# The Indy One 3-wheel EV Launches on July 3, 2015



## nimblemotors (Oct 1, 2010)

Almost 10 years in the making, the  Indy One 3-wheeled EV Kit Car will be launching its crowdfunding campaign on Independence Day July 3, 2015.

Sneak Peak of the Indy One next to a Prius.


----------



## Karter2 (Nov 17, 2011)

Is it still a 2 seater ?
I assume the Prius drive train is the reason for the long nose ?


----------



## nimblemotors (Oct 1, 2010)

It will seat 2. 
The long nose is just how it is designed.
It makes it safer for the driver.


----------



## Karter2 (Nov 17, 2011)

do you have a build / tech thread for this project ?
Im curious to understand why you intend for such a low , 24v, battery system. ?


----------



## nimblemotors (Oct 1, 2010)

It will use a 24v pack because I think 12v is too low. 

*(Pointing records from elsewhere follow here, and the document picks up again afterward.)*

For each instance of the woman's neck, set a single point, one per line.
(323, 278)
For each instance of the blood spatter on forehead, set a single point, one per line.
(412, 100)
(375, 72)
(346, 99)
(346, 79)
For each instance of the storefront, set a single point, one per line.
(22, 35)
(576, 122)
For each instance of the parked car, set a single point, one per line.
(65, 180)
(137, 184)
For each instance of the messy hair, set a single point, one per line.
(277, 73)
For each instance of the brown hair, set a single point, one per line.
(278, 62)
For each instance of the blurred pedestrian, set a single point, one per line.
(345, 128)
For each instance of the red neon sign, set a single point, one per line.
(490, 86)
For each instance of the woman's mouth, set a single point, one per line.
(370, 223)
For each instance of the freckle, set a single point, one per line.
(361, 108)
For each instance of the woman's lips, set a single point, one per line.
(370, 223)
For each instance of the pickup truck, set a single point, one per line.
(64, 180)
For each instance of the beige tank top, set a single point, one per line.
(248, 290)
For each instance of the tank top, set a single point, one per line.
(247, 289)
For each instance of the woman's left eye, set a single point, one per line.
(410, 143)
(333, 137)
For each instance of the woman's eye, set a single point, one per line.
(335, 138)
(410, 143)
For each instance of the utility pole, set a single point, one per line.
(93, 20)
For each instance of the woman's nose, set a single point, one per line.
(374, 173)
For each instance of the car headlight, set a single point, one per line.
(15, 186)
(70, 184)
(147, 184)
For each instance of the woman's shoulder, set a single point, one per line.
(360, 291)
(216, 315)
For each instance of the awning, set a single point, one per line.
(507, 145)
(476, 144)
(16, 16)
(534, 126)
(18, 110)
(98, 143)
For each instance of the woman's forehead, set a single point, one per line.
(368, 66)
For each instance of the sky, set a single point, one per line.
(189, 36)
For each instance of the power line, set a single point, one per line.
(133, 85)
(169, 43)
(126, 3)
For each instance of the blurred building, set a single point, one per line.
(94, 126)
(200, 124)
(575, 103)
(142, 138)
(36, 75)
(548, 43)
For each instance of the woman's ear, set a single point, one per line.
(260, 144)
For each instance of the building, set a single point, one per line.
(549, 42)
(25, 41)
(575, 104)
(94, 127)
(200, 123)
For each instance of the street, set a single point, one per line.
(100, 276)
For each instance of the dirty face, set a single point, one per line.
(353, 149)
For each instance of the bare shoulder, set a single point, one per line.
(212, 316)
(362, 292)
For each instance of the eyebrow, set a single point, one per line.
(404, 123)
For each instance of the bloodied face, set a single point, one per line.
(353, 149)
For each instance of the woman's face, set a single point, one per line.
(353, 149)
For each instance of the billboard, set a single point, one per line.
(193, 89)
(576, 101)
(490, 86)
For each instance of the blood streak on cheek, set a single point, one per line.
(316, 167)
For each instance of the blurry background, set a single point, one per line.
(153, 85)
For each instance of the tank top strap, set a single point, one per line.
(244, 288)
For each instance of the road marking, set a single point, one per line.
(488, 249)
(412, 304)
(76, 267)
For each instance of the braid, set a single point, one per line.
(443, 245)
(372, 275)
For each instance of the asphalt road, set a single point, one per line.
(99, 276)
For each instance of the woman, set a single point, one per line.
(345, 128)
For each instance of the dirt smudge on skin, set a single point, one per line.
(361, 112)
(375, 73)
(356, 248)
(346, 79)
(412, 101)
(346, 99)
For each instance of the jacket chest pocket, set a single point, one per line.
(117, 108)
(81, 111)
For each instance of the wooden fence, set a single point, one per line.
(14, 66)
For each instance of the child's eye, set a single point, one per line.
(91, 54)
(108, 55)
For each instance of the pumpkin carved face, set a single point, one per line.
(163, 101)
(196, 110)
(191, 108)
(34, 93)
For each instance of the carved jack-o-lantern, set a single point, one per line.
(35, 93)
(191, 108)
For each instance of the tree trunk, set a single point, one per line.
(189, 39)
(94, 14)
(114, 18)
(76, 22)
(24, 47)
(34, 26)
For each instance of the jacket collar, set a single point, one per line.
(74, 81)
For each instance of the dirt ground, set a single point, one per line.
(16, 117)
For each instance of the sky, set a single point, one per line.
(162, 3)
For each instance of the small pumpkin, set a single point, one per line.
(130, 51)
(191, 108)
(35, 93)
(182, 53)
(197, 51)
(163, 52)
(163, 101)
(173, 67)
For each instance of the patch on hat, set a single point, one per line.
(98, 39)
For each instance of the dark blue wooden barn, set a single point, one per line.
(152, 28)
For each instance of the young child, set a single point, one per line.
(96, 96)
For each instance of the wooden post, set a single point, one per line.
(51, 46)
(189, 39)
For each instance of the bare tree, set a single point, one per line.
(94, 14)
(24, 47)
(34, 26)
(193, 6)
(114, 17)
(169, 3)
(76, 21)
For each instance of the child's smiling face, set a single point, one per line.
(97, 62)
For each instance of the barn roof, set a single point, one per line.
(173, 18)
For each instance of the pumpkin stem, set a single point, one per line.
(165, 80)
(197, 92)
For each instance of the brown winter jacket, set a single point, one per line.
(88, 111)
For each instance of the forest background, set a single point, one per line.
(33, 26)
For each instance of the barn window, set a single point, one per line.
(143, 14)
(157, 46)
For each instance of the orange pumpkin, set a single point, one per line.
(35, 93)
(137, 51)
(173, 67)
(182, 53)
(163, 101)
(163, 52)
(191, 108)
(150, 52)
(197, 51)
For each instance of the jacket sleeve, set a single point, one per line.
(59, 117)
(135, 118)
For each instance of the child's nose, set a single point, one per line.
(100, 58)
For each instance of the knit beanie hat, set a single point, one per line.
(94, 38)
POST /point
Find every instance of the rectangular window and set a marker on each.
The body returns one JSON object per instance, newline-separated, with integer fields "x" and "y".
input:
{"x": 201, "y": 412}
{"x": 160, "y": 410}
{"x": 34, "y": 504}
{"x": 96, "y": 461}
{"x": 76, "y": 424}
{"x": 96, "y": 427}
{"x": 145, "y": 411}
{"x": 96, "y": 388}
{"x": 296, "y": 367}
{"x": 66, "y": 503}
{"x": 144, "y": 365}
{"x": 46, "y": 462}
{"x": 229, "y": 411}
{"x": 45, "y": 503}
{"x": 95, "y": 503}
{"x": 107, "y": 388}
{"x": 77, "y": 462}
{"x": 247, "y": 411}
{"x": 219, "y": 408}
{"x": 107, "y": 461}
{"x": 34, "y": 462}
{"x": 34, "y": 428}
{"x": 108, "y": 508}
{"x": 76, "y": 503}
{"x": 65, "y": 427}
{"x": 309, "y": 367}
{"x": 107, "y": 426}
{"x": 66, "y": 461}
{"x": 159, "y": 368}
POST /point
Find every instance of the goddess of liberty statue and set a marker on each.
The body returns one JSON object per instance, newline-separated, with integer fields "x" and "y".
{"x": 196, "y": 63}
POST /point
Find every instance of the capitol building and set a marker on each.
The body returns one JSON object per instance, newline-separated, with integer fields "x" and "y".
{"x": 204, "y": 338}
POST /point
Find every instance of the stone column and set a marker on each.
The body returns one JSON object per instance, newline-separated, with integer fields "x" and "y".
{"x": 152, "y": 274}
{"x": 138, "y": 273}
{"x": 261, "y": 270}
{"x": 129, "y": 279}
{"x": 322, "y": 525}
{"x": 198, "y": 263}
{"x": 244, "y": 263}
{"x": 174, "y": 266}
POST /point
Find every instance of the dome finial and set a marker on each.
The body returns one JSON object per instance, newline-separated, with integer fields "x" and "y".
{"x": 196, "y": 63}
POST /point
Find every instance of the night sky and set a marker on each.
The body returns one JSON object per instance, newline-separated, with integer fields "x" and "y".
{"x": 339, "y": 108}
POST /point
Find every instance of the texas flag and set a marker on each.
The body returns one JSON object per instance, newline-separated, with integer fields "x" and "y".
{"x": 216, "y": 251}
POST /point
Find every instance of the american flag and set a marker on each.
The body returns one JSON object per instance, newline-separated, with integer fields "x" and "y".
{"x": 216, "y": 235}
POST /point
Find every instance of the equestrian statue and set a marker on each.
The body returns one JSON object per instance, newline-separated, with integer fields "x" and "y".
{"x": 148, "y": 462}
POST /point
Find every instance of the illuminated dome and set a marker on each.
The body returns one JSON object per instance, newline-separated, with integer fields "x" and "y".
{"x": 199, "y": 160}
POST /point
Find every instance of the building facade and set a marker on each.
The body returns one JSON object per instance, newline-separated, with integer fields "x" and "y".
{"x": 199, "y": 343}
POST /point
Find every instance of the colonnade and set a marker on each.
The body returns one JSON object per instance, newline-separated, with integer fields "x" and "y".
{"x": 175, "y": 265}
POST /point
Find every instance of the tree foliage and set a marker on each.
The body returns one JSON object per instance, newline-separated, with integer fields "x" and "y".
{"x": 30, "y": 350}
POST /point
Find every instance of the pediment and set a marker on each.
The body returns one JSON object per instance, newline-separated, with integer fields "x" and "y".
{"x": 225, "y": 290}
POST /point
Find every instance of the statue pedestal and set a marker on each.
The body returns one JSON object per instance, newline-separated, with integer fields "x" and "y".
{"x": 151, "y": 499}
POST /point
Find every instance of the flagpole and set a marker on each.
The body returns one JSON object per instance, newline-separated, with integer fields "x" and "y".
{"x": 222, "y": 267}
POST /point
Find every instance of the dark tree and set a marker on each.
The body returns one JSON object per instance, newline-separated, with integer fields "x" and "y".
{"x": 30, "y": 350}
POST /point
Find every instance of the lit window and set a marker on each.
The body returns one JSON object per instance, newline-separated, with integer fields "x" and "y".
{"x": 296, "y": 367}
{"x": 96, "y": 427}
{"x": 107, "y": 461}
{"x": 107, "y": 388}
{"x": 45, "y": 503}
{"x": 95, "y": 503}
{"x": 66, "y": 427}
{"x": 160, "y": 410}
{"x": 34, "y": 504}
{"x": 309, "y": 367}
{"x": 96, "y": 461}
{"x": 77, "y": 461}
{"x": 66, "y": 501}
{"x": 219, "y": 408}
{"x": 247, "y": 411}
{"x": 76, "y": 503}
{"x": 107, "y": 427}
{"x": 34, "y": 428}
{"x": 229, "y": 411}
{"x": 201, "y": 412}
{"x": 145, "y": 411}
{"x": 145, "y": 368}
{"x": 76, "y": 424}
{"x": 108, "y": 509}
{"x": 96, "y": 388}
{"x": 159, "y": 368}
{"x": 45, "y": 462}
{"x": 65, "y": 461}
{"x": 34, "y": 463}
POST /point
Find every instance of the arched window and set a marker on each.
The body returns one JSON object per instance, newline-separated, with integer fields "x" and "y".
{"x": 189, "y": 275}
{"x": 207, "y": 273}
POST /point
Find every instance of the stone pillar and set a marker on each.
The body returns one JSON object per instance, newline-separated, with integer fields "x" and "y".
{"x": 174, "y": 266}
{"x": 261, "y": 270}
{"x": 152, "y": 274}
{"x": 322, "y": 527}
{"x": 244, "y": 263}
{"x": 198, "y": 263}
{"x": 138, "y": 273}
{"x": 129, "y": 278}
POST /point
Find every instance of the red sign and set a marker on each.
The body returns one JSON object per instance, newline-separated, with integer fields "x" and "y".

It is much safer than higher voltage.
The vehicle will be assembled by end users and auto technicians.



Karter2 said:


> do you have a build / tech thread for this project ?
> Im curious to understand why you intend for such a low , 24v, battery system. ?


----------



## samwichse (Jan 28, 2012)

Why not 48v... I understand most feel that's the DC danger threshold. Halve the amps on your wiring.


----------



## Karter2 (Nov 17, 2011)

nimblemotors said:


> It will use a 24v pack because I think 12v is too low.
> 
> It is much safer than higher voltage.
> The vehicle will be assembled by end users and auto technicians.


Isn't the Prius drive 30kW or so ?
If so, that would mean 1200+ Amps to deal with ??


----------



## nimblemotors (Oct 1, 2010)

Karter2 said:


> Isn't the Prius drive 30kW or so ?
> If so, that would mean 1200+ Amps to deal with ??


About right. The pack is right next to the inverter, not like a Prius with 15ft of battery cable. In any case, there would be two 24v packs, so 600 amps each one peak, and not even really that, as there will be a small 275 volt pack that will handle peak power.


----------



## samwichse (Jan 28, 2012)

Again, wouldn't the two 24v packs in a series make far more sense?


----------



## nimblemotors (Oct 1, 2010)

samwichse said:


> Again, wouldn't the two 24v packs in a series make far more sense?


The boost converter is designed for 24v. 24v is safer than 48v.
As I said, I'd really rather have it be 12v but 24v is ok and is the voltage of the telsa s modules. It is high enough that any chemistry will work.
Even lead acid would work for someone needing short range.


----------



## Karter2 (Nov 17, 2011)

nimblemotors said:


> About right. The pack is right next to the inverter, not like a Prius with 15ft of battery cable. In any case, there would be two 24v packs, so 600 amps each one peak, and not even really that, as there will be a small 275 volt pack that will handle peak power.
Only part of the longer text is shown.